An increasing number of Kafka instances doesn't change results (also, switching to Kafka without a zookeeper gives the same results). What am I doing wrong? Is that an OS limitation with creating directories (syslog empty)?
Yeah, I know that Kafka is not created for handling many topics, but as far as I know, it should handle at least 100k~ (and more than a few million using zookeeper-less KRaft).
My setup:
version: '3.5'
services:
zookeeper:
image: wurstmeister/zookeeper
ports:
- "2181:2181"
kafka-1:
image: wurstmeister/kafka
ports:
- "9092:9092"
environment:
DOCKER_API_VERSION: 1.22
KAFKA_ZOOKEEPER_CONNECT: zookeeper:2181
I'm doing this kinda stupid:
for (int i = 0; i < 10_000; i++) {
adminClient.createTopics(List.of(new NewTopic(UUID.randomUUID().toString(), 1, (short) 1)));
}
When I make a collection first, and then delegate creation, it succeeds, but still - what if I would do it record by record, endpoint by endpoint?
Upvotes: 0
Views: 274
Reputation: 56
Well, there are limitations depending on your setup-- a number of brokers/zookeepers, configuration, hardware, and operating system. For OS limitation, see https://kafka.apache.org/documentation/#os.

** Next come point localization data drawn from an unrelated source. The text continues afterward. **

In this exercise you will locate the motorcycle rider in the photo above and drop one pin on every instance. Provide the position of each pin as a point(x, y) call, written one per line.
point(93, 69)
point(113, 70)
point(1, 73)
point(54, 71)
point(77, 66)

You could see from this apache-kafka-supports-200k-partitions-per-cluster blog post how they set up a cluster to support that 200k topic partitions.
At that time(Kafka 1.1.0), here is what they recommended
we recommend each broker to have up to 4,000 partitions and each cluster to have up to 200,000 partitions.
But for Kafka 2.8.0, from the the Kafka The Definitive Guide 2nd Edition
Currently, in a well-configured environment, it is recommended to not have more than 14,000 partitions per broker and 1 million replicas per cluster.
Though, from your comment
I'm logging every 'create topic' call, and it tends to be extremely fast (like 100 ms to delegate creation of 10k topics).
I don't think that Kafka actually creates 10k topics within 100ms. From what I found from my experiment(of course, I'm trying to set up a cluster to handle more than 100k partitions), I create my own producer client in C++ using librdkafka. The producer is asynchronous based. I could easily submit a message to not yet existing 10K topics to enforce topic creation. But It would take some time to actually get a successful ACK from the broker. And the more online partitions in the cluster, the more time you may have to wait for the successful ACK.
I would recommend you equip your Kafka cluster with a monitoring tool so you could see the health of your setup in real time (if your cluster is not too busy).
Upvotes: 1